縄文晩期から継続した少数の移住者を想定する(田中・小沢2001;田中2002)のが,現在の研究の到達点としては最も合理的であろう。”

”半島南部と九州北部の各地域間で移住・婚姻・交易等を含む情報伝達の在り方に濃淡がみられること,とりわけ韓半島南部から北部九州へと支石墓築造と稲作に関する文化的情報,及び遺伝的情報が,縄文晩期中葉以来の渡来人の継続的な少数の移住によって,より濃密に伝達され,二次的にそこを起点として,通常の婚姻・交易等を媒介として周辺へと拡散したということである。”

長くなりましたが、簡単に言えば、

韓半島南端部から、対馬・壱岐を経由して、佐賀県唐津市・福岡県糸島市などの玄界灘沿岸に到達した。そこから九州西北部や佐賀平野へと伝播した。その伝播は、少数の渡来人が継続的にやってきたことによって、もたらされた。

ということです。


ここで注目したいことがあります。

一つは、九州北部への到達地点が、佐賀県唐津市・福岡県糸島市などの玄界灘沿岸だった、という点です。

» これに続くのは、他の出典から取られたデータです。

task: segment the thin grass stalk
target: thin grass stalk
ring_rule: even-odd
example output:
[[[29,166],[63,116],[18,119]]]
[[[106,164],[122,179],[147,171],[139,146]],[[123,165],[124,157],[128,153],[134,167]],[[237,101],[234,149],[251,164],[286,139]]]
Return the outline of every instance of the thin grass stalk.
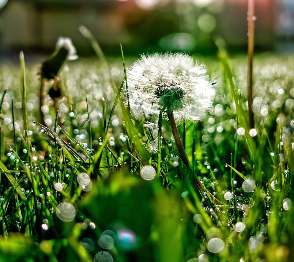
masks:
[[[30,152],[30,148],[28,144],[28,113],[27,110],[27,91],[25,83],[25,70],[24,67],[24,52],[21,51],[19,54],[21,68],[21,84],[22,86],[22,108],[24,115],[24,137],[28,147],[28,151]],[[28,154],[28,155],[29,155]]]
[[[186,121],[184,120],[183,123],[183,145],[184,149],[186,149]]]
[[[104,141],[106,141],[107,130],[106,125],[106,109],[105,105],[105,99],[104,97],[102,98],[102,105],[103,108],[103,123],[104,125]],[[110,170],[110,166],[109,164],[109,158],[108,155],[108,151],[106,147],[105,147],[105,155],[106,158],[106,162],[108,167],[108,170]]]
[[[91,127],[91,120],[90,118],[90,114],[89,113],[89,107],[88,106],[88,101],[87,99],[87,94],[86,94],[86,103],[87,104],[87,112],[88,114],[88,118],[89,119],[89,139],[90,141],[90,160],[89,160],[89,163],[90,160],[92,158],[92,130]],[[108,131],[107,129],[107,131]]]
[[[249,124],[250,128],[254,128],[254,114],[252,108],[253,104],[252,65],[254,45],[254,0],[248,0],[248,11],[247,13],[248,25],[247,87]]]
[[[11,109],[12,114],[12,124],[13,125],[13,136],[14,138],[14,148],[16,152],[17,152],[17,148],[16,145],[16,135],[15,134],[15,125],[14,124],[14,114],[13,110],[13,99],[11,99]],[[15,158],[15,170],[17,170],[17,157]]]
[[[161,128],[162,126],[162,110],[161,110],[159,112],[158,118],[158,153],[157,162],[157,178],[160,175],[160,165],[161,161]]]
[[[128,101],[128,109],[129,109],[129,115],[130,117],[130,121],[131,121],[132,118],[131,116],[131,108],[130,106],[130,98],[129,97],[129,89],[128,88],[128,81],[126,78],[126,65],[125,64],[125,59],[123,56],[123,46],[121,44],[120,45],[120,49],[122,52],[122,57],[123,58],[123,71],[125,73],[125,80],[126,80],[126,97]],[[131,126],[130,128],[130,136],[129,138],[130,140],[130,150],[131,153],[132,155],[133,153],[133,141],[132,137],[132,127]],[[133,159],[131,159],[131,170],[132,171],[133,171]]]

このルートは、以前お話しした、中国の使節が、邪馬台国へとやってきたルートと、ほぼ同じです。詳しくは「邪馬台国までの道程をたどる」を参照ください。


つまり、このルートは決して偶然ではなく、長い間にわたり、韓半島と日本列島との交流・交易に使われていたルートである、ということがわかります。


もう一つが、九州北部での、伝播範囲です。北西および南へは伝播しましたが、東つまり隣の福岡平野には伝播しなかった点です(須玖岡本遺跡に支石墓に似た墓がありますが、支石墓と言えるかは、微妙です。)。

支石墓分布 
では、なぜ福岡平野には伝播しなかったのでしょうか?


論文からです。

”支石墓不在地である福岡平野では,土器様式構造の変化,すなわち最古の弥生土器=板付I式の成立(田中1986)と連動して,支石墓の要素の内,上石・蓋石・石槨等の石を用いた構造物が欠落し,埋葬容器である木棺のみが導入される過程を示した。そして,このような変容過程を,周辺地域に対する福岡平野の文化的自立性の高まりを示すものと考えた。”

としてます。

少しわかりにくい表現ですが、ようは、福岡平野には確立された文化が形成されつつあり、容易に支石墓を受け入れなかった、ということでしょう。


実際、福岡平野(早良平野含む)には、吉武高木遺跡群、須玖岡本遺跡群など、三種の神器をはじめ豪華な副葬品が副葬された墓が数多く発見されてます。そしてそれらの墓は、支石のない甕棺墓や木棺墓などです。


こうしたことから推測するに、福岡平野(早良平野含む)には、当時すでに強大な権力をもった支配者がおり、彼らの文化とは異質であったため、支石墓の文化をもった人々はそこに入っていけなかった、ということが考えられます。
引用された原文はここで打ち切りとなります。